While I love Ubuntu, and think it's damn fine, I, in fact, *did* have just this problem after updating to 9.10... Something about a corrupted GRUB file?

After upgrading to 10.04, I've had no problem (thankfully), but that was the first time I had an unbootable Ubuntu install.

All systems are open to potential failure. I do believe that Ubuntu is more secure, easy to use/install software, etc... than Windows. But let's not pretend it doesn't have its own flaws/potential downfalls.
posted by symbioid at 7:04 PM on May 16, 2010


The Ubuntu Netbook kernel is different from the Main kernel

And it's not what we're talking about here.

Please try to appreciate that it's not a problem for most people on netbooks using Ubuntu.

The thread I linked to above had complaints from users of seven different types of computers (some of which were full-size laptops and not netbooks) from four different manufacturers.
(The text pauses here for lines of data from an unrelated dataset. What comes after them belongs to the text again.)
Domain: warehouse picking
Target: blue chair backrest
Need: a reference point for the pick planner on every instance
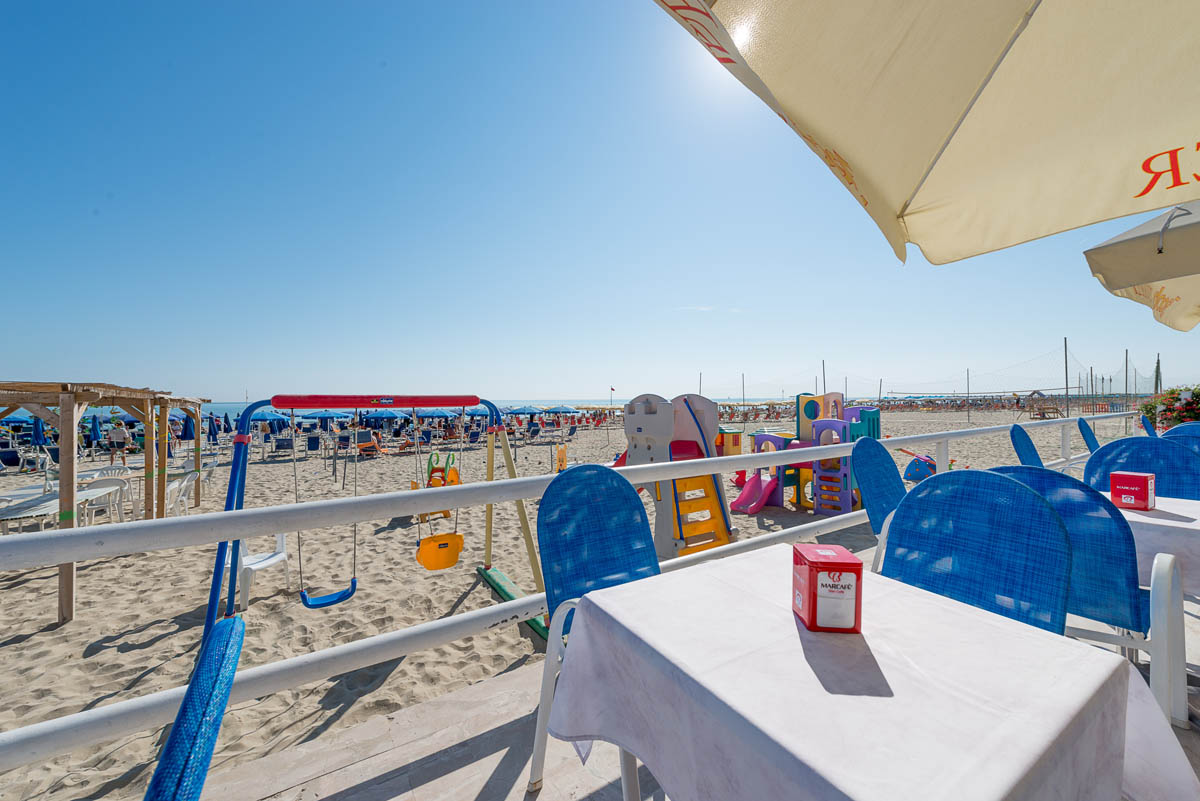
(1089, 435)
(879, 480)
(1176, 468)
(592, 533)
(1103, 559)
(1026, 452)
(1185, 435)
(985, 540)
Some of these people have stated explicitly that they're using the regular kernel. I'm using the regular kernel. The problem cannot be blamed on the netbook kernel because it's not unique to the netbook kernel.

the Ubuntu people are doing this natively

Except when you have to use ndiswrapper.

Anyway, removing and reinserting the kernel module for that wireless card has worked for me almost all the time, but you can't expect a typical end user to know or care (or want to know or care) about modprobe. They just want it to work—transparently—and it isn't quite there yet.
posted by one more dead town's last parade at 5:25 PM on May 21, 2010


I installed 10.04 Netbook Remix on a Lenovo Z61m last night. Windows XP was workable but sluggish -- the Remix distro flies and it looks snazzy to boot. I might toy with a Xubuntu installation if I encounter any real shortcomings in the Remix distro, but I know that that laptop's never going back to Windows.